As the Daily Appeal described in late May, people in prisons and jails routinely experience extreme heat and official indifference. In Arizona this year, women in one state prison commemorated the 10th death anniversary of a woman who was “confined to a human cage at Perryville Prison in Goodyear for some four hours in the blazing Arizona sun,” as the Phoenix New Times reported in 2009.

In Texas, where 22 deaths in custody were attributed to heat stroke between 1998 and 2017, the state prisons department spent $7 million fighting a lawsuit over air conditioning in one prison. Last month, officials finally agreed to install air conditioning, at a cost of $4 million. Even after that decision, three-quarters of Texas prisons are not air conditioned and people are expected to work outside in the summer heat, sometimes with fatal consequences. Last month, the Houston Chronicle reported on the death of Seth Donnelly, incarcerated in Abilene, who died after working outside in the early morning. The initial autopsy pointed to “severe hyperthermia.”

recent report from the Prison Policy Initiative noted that “Air conditioning has become nearly universal across the South over the last 30 years, with one exception: in prisons.” The report also highlighted the lengths state officials would go to to avoid making prisons air conditioned. “In 2016, Louisiana spent over $1 million in legal bills in an attempt to avoid installing air conditioning on death row, an amount four times higher than the actual cost of installing air conditioning, according to an expert witness.”
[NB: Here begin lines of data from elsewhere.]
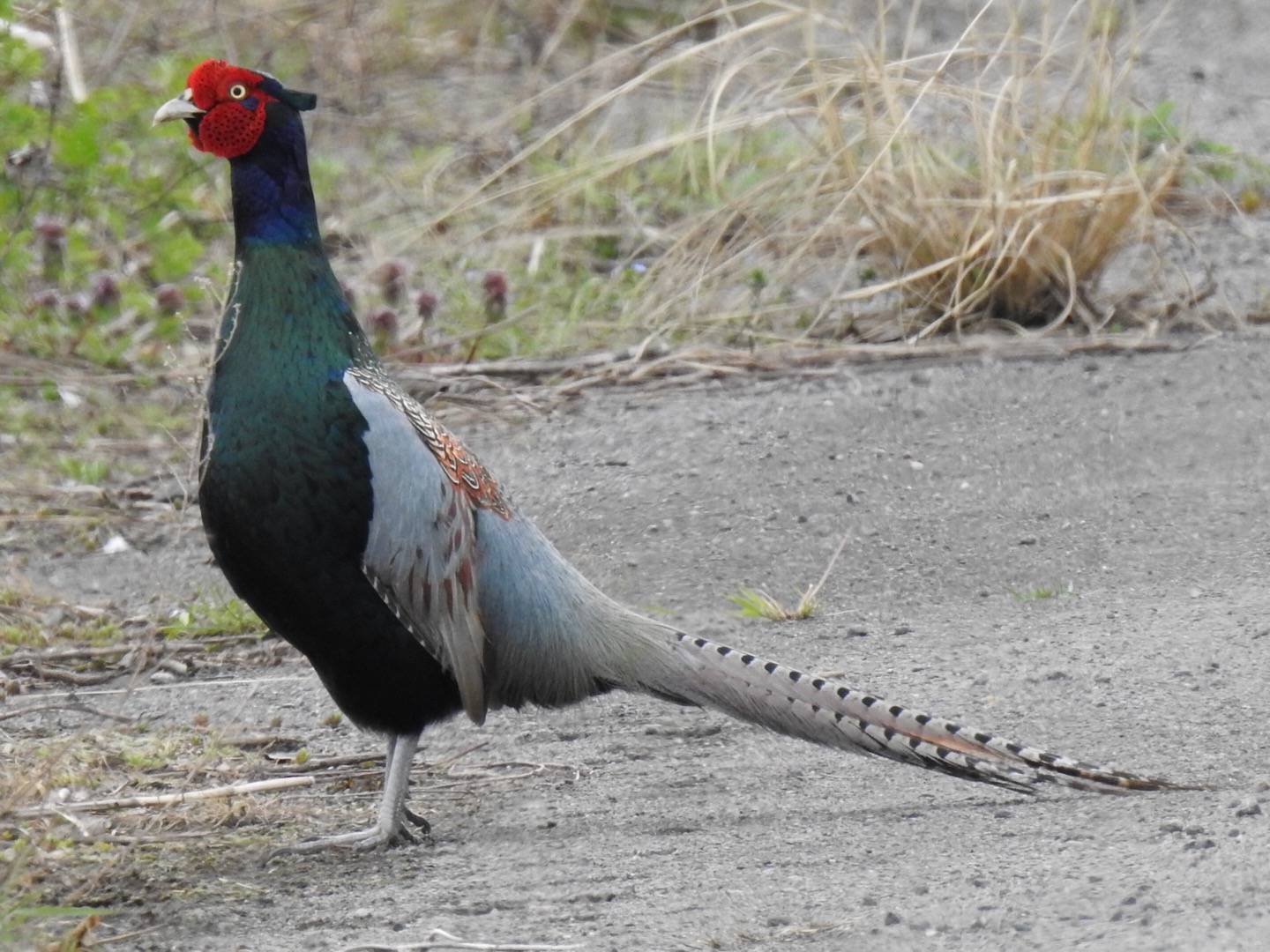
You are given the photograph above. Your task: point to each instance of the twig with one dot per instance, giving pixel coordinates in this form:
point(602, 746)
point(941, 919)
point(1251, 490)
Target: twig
point(70, 55)
point(444, 940)
point(165, 799)
point(66, 706)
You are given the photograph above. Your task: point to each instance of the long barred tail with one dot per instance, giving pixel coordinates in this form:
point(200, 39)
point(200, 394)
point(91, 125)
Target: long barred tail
point(827, 712)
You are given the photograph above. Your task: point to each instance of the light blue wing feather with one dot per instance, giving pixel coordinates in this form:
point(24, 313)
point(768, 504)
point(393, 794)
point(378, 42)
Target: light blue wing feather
point(419, 553)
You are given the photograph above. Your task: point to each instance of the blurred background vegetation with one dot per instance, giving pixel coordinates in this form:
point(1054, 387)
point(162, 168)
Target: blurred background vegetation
point(562, 175)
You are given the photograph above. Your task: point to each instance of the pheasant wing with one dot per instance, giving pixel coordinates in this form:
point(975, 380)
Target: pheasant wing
point(422, 534)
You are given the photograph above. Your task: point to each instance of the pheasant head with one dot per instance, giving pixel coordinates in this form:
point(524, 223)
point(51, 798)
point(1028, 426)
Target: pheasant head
point(225, 107)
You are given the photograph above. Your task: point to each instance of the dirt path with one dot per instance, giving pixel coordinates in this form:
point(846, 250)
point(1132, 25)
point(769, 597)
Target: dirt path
point(1133, 487)
point(1073, 553)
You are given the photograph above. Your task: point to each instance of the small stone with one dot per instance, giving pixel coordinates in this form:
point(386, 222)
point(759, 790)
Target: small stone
point(1247, 807)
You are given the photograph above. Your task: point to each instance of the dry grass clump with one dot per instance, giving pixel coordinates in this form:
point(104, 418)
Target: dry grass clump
point(833, 179)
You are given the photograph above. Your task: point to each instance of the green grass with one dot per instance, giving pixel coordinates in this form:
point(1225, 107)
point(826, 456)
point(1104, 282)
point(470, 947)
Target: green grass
point(206, 619)
point(1042, 591)
point(758, 605)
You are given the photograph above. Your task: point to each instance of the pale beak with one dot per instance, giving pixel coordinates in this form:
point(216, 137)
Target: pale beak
point(179, 108)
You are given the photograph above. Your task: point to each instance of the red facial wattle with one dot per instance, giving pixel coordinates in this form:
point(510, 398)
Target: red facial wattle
point(234, 108)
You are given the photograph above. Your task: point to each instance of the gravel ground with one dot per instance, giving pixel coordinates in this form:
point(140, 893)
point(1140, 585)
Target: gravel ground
point(1068, 551)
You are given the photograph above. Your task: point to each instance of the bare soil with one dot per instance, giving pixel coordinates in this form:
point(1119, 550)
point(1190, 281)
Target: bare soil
point(1071, 551)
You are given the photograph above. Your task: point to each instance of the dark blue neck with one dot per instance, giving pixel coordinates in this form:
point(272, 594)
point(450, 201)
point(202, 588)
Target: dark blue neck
point(273, 199)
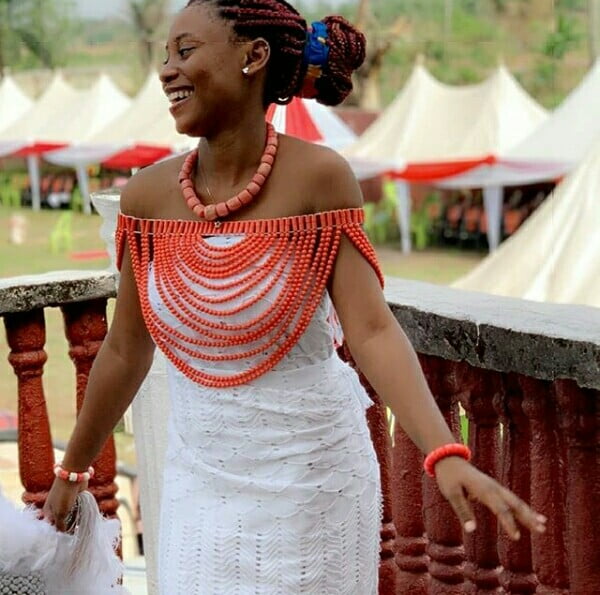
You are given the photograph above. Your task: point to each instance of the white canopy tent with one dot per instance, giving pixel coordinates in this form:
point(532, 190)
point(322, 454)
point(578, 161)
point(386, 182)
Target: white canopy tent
point(311, 121)
point(62, 116)
point(141, 133)
point(554, 148)
point(432, 130)
point(13, 102)
point(44, 120)
point(555, 255)
point(100, 105)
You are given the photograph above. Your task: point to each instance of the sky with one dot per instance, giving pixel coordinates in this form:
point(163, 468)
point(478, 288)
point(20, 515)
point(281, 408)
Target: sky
point(108, 8)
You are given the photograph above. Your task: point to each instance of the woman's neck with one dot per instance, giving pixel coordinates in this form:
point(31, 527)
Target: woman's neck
point(227, 156)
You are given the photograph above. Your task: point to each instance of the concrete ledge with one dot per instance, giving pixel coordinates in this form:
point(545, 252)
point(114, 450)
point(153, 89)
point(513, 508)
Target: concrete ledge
point(21, 294)
point(545, 341)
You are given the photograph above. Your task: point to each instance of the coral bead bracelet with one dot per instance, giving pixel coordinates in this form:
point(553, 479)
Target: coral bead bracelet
point(443, 452)
point(72, 476)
In 2015, a report from the Sabin Center for Climate Change Law at Columbia University warned of the growing threat climate change and extreme weather posed to the safety of incarcerated people. The solutions it identified included cutting the number of people in prisons and jails and protecting people from extreme weather events. It also recognized the obstacles to taking sufficient action, including “societal animosity” toward people in prison.

In New York, city officials promised prior to the weekend to move incarcerated people who were deemed “heat sensitive” to air conditioned areas. Department of Correction officials also said they would make fans and ice available in housing areas in jails that are not air conditioned and allow access to cold showers from 5 a.m. to 9 p.m.

But a surprise inspection of at least one city jail suggested that the city’s measures were insufficient.

On Saturday, City Council member Brad Lander—among those who visited Metropolitan Detention Center during the power failure in February—visited the Brooklyn House of Detention on an inspection organized by the Board of Corrections, the oversight body for city jails. He detailed what he saw on Twitter shortly after. His summary was:

“Not enough fans. Not enough ice water. Hot showers instead of cold. Clear need for better heat emergency plans (since, alas, we are going to have more heat emergencies).”

Update: After this piece was initially published, the Dept. of Correction, in an email from Press Secretary Jason Kersten, disputed the characterization of how many hours people are confined to their cells in Enhanced Supervision Housing, but acknowledged that those units are not air conditioned and said that during lock-in times people have access to water in their cell and ice upon request. “We take the health and safety of those in our custody seriously, and we are looking into these reports to address any issues accordingly,” he said, adding that Correction Health Services was unaware of any heat-related health emergencies among those in custody during the heat wave.